Ainsi le mariage a vu son contenu se transformer, ceci ne signifie pas que les formes antérieures aient disparu, loin de là, il demeure des couples qui souhaitent vivre heureux avec de nombreux, ou plus modestement quelques, enfants, mais il n’est plus possible de dire qu’il s’agit là de la préoccupation première. Très récemment, les médias se sont fait l’écho des tribulations d’un couple qui s’est vu refuser la bénédiction nuptiale au motif qu’il ne souhaitait pas avoir d’autres d’enfants après le mariage religieux . Cette affaire témoigne du désarroi de la société qui ne parvient plus à gérer les évolutions qu’elle a suscitées, faute de les avoir comprises et par obstination à se cramponner à une réalité bien souvent dépassée. Aussi, lorsque certains couples — homosexuels — viennent frapper à la porte du conformisme matrimonial en arguant de leur amour, finalité première du mariage, et de leur désir de maternité/paternité, la tradition, qu’elle soit de droite ou de gauche, est tout juste capable de leur renvoyer leur identité sexuelle et s’avère particulièrement désarmée pour résister et rétorquer à cette demande . La réfutation selon laquelle, ne pouvant procréer, ils ne sauraient prétendre au mariage, acte fondateur de la famille, apparaît comme un argument spécieux ; combien il y a-t-il de couples hétérosexuels mariés qui n’ont pas d’enfants ? Faut-il à terme les considérer comme non mariés ?
Cet affrontement évoque, pour nous, un passage, dans lequel, parlant des relations Ouest-Est durant la période de la guerre froide, C. G Jung écrivait : « Notre monde est, pour ainsi dire, dissocié à la façon des névrotiques, le rideau de fer figurant la ligne de partage symbolique. L’homme occidental, se rendant compte de la volonté de puissance agressive de l’Est se voit obligé de prendre d’extraordinaires mesures de défense. Mais, en même temps, il se flatte de sa vertu et de ses bonnes intentions. Ce qu’il ne voit pas c’est que ce sont ses propres vices, qu’il a dissimulés sous le masque des bonnes manières sur le plan international, que le monde communiste lui renvoie, sans vergogne, et méthodiquement, en pleine figure. […] Tout ce que nous avons entrepris jusqu’alors a eu remarquablement peu de résultats, et il continuera à en être ainsi tant que nous essaierons de nous convaincre nous-mêmes et de convaincre le monde, que ce sont seulement eux (c’est-à-dire nos adversaires) qui ont tort. Il vaudrait beaucoup mieux faire un effort sincère pour reconnaître dans l’autre notre propre “ombre”, et son action néfaste… » .

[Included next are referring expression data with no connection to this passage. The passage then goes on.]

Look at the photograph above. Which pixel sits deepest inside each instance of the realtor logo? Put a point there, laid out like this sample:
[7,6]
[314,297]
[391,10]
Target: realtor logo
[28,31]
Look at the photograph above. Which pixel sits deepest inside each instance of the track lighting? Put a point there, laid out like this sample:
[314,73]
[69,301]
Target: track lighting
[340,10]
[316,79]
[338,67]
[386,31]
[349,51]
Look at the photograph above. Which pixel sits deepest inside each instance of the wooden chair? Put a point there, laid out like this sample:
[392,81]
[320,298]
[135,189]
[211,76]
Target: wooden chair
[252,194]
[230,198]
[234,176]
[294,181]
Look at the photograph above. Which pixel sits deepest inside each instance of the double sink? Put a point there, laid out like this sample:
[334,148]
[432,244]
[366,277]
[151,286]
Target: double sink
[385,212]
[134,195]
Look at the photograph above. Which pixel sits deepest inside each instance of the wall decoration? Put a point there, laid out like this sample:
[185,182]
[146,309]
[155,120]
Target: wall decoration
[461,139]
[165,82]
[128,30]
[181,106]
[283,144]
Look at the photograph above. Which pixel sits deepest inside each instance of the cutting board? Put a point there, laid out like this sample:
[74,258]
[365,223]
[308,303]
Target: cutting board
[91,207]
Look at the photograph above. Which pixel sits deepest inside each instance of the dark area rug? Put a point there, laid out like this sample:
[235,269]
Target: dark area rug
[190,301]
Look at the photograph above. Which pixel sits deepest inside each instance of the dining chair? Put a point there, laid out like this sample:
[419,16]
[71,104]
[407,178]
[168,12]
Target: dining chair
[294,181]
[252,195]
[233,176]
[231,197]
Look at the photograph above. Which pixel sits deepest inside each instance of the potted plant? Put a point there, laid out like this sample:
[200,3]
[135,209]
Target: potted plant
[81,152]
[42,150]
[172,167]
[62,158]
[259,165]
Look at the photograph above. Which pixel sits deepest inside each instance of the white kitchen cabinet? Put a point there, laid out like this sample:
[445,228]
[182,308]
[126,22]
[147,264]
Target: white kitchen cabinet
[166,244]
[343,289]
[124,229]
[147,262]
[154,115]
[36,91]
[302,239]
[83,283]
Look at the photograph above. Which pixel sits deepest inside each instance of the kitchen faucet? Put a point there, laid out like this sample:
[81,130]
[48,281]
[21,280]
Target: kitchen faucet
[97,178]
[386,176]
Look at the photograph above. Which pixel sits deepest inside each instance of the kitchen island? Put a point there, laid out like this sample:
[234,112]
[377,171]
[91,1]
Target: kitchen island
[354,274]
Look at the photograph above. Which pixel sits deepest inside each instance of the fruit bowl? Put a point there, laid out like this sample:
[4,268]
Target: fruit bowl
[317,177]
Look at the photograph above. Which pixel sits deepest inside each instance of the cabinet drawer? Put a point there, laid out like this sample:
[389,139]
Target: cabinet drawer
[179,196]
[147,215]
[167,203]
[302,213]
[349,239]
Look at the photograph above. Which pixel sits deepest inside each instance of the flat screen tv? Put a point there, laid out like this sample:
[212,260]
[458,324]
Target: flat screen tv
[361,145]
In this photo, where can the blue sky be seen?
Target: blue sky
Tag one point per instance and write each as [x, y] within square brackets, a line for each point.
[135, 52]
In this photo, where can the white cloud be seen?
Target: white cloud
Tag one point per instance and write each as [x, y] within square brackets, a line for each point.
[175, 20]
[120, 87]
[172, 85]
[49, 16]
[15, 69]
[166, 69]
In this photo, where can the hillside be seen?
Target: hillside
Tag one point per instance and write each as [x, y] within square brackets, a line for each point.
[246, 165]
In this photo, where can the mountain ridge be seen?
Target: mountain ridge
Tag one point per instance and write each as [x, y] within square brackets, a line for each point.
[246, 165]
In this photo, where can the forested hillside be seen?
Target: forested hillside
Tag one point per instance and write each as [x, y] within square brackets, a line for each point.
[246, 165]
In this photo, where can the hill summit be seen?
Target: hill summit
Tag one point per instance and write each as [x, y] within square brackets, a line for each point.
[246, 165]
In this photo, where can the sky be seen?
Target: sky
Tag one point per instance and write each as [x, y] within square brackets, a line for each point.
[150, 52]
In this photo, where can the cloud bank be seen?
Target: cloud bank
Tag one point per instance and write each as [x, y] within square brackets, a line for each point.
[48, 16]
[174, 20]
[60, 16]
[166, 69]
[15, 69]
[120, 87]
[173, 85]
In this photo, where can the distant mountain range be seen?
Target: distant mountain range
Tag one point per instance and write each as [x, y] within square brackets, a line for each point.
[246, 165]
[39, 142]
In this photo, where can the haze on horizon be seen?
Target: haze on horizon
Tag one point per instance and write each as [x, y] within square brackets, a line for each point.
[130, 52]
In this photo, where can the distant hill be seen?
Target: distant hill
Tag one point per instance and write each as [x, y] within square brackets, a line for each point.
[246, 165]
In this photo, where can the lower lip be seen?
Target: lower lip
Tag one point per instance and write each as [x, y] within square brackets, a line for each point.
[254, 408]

Cette citation peut pleinement être transposée à la situation créée par les demandes formulées par les couples homosexuels (eux/l’Est) qui, vécues comme autant d’agressions insupportables, suscitent les réactions horrifiées et vertueuses des parangons de l’union hétérosexuelle (nous/l’Ouest).
Tout ceci démontre que les notions de mariage et de famille doivent être repensées et que les réponses ne sont ni évidentes, ni simples et que la société occidentale ne détient, en cette matière, comme peut-être en beaucoup d’autres, ni la vérité absolue, ni la solution.